I.INTRODUCTION
Coffee is one of the world’s most important food commodities [1]. Coffee ranks second in global importance only behind crude oil, with an annual turnover of $10 billion [2]. Nearly 60 tropical and subtropical countries export coffee as their main agricultural product. Over 70 African, Latin American, and Southeast Asian nations considered coffee as their most important agricultural product [3]. In most Asian countries, the coffee industry provides employment for many families and allows them to meet their daily needs [4]. The quality of coffee and its taste is affected by a variety of environmental factors. In different countries, higher altitudes and more shade are better for the quality [5]. Climate and soil conditions are perfect for four different coffee species to grow in the Philippines: Arabica, Robusta, Liberica, and Excelsa.

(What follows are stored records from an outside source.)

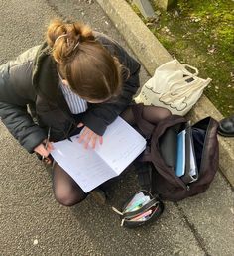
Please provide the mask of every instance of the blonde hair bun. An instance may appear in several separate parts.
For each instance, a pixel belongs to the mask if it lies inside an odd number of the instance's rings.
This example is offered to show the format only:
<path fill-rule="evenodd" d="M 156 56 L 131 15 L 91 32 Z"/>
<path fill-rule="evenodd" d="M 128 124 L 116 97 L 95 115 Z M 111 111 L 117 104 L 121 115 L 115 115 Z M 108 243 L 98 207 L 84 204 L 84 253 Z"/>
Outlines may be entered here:
<path fill-rule="evenodd" d="M 56 19 L 48 26 L 46 40 L 55 60 L 62 63 L 80 43 L 94 41 L 94 36 L 92 30 L 81 22 L 66 23 Z"/>

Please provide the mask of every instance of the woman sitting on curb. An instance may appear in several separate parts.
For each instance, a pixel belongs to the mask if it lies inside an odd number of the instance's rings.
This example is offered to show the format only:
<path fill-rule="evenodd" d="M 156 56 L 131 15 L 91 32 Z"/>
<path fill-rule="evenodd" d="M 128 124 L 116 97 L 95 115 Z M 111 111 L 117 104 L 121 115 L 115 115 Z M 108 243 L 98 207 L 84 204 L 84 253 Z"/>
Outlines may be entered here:
<path fill-rule="evenodd" d="M 118 115 L 132 124 L 128 106 L 139 88 L 140 64 L 118 43 L 78 22 L 56 20 L 46 35 L 43 45 L 0 66 L 0 117 L 29 153 L 52 162 L 52 142 L 83 129 L 79 142 L 94 148 Z M 143 115 L 160 121 L 171 113 L 145 106 Z M 55 161 L 53 190 L 66 206 L 87 196 Z"/>

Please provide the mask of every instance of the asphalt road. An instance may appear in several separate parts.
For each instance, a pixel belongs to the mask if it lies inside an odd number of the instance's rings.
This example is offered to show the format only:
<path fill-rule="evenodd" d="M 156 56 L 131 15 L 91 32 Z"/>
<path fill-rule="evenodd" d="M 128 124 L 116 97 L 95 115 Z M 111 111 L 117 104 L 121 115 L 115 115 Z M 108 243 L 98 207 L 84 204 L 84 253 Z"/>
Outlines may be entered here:
<path fill-rule="evenodd" d="M 83 20 L 126 46 L 101 8 L 90 2 L 1 0 L 0 64 L 40 44 L 55 17 Z M 142 70 L 142 82 L 147 78 Z M 234 196 L 220 174 L 206 193 L 166 202 L 157 223 L 129 230 L 120 227 L 111 205 L 120 207 L 138 189 L 134 173 L 113 186 L 107 205 L 88 197 L 67 208 L 54 199 L 50 170 L 22 149 L 1 123 L 0 145 L 0 255 L 234 254 Z"/>

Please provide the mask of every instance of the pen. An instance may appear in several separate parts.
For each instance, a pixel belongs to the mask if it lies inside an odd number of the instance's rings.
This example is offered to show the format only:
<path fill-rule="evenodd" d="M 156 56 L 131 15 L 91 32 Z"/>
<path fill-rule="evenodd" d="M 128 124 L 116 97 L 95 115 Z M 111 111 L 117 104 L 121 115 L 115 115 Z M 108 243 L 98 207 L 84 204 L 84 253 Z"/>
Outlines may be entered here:
<path fill-rule="evenodd" d="M 46 141 L 46 144 L 45 144 L 45 149 L 46 150 L 48 149 L 48 143 L 49 143 L 49 139 L 50 139 L 50 134 L 51 134 L 51 126 L 48 129 L 48 137 L 47 137 L 47 141 Z M 44 160 L 44 159 L 45 159 L 45 156 L 43 156 L 42 160 Z"/>

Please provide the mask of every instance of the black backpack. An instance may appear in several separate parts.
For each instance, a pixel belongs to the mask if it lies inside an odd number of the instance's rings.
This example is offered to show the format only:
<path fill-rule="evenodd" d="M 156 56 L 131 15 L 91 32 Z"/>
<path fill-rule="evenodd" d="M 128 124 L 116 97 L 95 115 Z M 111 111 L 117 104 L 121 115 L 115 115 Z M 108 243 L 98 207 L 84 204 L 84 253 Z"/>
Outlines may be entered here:
<path fill-rule="evenodd" d="M 147 139 L 146 150 L 135 161 L 143 189 L 172 201 L 205 192 L 218 169 L 217 121 L 206 117 L 190 127 L 198 167 L 198 179 L 190 183 L 177 177 L 173 165 L 176 156 L 175 138 L 187 125 L 187 120 L 172 115 L 152 124 L 142 117 L 142 104 L 133 106 L 136 129 Z"/>

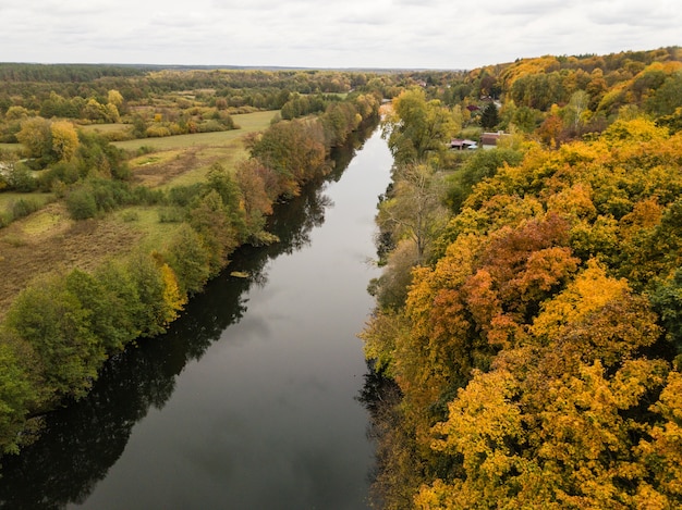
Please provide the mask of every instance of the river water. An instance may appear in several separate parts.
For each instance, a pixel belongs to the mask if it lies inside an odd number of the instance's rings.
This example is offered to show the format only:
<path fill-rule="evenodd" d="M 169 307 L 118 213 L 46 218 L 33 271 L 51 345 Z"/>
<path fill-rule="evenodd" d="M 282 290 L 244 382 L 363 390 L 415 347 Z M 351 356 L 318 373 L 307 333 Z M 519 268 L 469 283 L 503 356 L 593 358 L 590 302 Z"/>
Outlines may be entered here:
<path fill-rule="evenodd" d="M 366 508 L 356 334 L 391 163 L 377 130 L 343 173 L 280 207 L 281 242 L 236 253 L 168 334 L 111 360 L 88 398 L 3 459 L 0 506 Z"/>

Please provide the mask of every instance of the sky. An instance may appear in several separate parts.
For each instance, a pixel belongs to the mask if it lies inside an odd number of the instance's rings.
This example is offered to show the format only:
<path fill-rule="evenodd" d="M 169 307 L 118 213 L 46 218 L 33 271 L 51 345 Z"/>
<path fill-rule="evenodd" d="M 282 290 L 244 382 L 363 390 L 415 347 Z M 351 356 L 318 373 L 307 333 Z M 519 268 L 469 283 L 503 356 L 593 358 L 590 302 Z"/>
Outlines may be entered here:
<path fill-rule="evenodd" d="M 679 0 L 0 0 L 0 62 L 471 70 L 682 46 Z"/>

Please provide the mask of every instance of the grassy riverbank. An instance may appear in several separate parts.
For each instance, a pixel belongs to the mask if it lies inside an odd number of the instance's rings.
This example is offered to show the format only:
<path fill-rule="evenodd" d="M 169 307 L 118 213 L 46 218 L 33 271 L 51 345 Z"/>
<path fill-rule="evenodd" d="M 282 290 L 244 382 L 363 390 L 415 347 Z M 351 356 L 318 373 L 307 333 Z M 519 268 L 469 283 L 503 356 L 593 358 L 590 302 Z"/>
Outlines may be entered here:
<path fill-rule="evenodd" d="M 230 172 L 247 158 L 242 138 L 265 129 L 276 112 L 235 115 L 240 129 L 199 133 L 115 144 L 129 151 L 148 150 L 130 161 L 132 182 L 148 187 L 200 183 L 214 163 Z M 161 251 L 179 223 L 160 222 L 165 206 L 131 206 L 85 222 L 72 220 L 51 194 L 2 194 L 0 209 L 19 200 L 40 204 L 35 213 L 0 229 L 0 319 L 28 283 L 56 269 L 92 270 L 105 259 L 125 257 L 142 245 Z"/>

It took over a century before Philippine coffee reached its peak. A Spanish friar from Lipa, Batangas, brought the country’s first coffee plant to the country in 1740. After the coffee rust destroyed Brazil, Africa, and Java in the year 1880, the Philippines became the largest producer of coffee beans in the world. By 1889, coffee rust reached the Philippine shores. In 1889, coffee rust and bug invasion nearly destroyed the Philippines’s coffee crops. In the 1950s, the United States developed pest-resistant varieties, and in the 1960s, many farmers returned to coffee farming. Brazil experienced a coffee frost in the 1970s, which led to a spike in coffee prices. The Philippines became a member of International Coffee Organization in 1980 [6]. The Philippines is among the 43 countries that export coffee in the world, but its production pales in comparison with Brazil, Vietnam, Columbia, Indonesia, Ethiopia, Honduras, India, and Peru. The Philippines ranks 31st among 36 countries that export coffee, with 12,000,000 kg exported [7].
The presence of flaws, size, color, shape, and roasting potential are all factors that can be used to evaluate the quality of coffee. The quality of coffee is affected by defects, which are related to the harvesting and preprocessing methods. Only pick coffee cherries that are fully red on the branch. The coffee cherries do not all ripen simultaneously. Some cherries are completely red, others yellow, and still others green. Farmers should first pick the red cherries, and then wait until the yellow and green beans have fully developed and turned red. To save money, because the red, yellow, and green coffee beans are all identical when dried, farmers collect them regardless of their color. Although mature and immature coffee beans look almost identical, their taste is completely different. Immature coffee lowers the price of beans and reduces their quality [8]. A typical method for separating coffee beans involves a manual examination, followed by the selection and separation of the defective ones. This method is time-consuming and subjective, as it depends on the condition of the person who selects the defects [9].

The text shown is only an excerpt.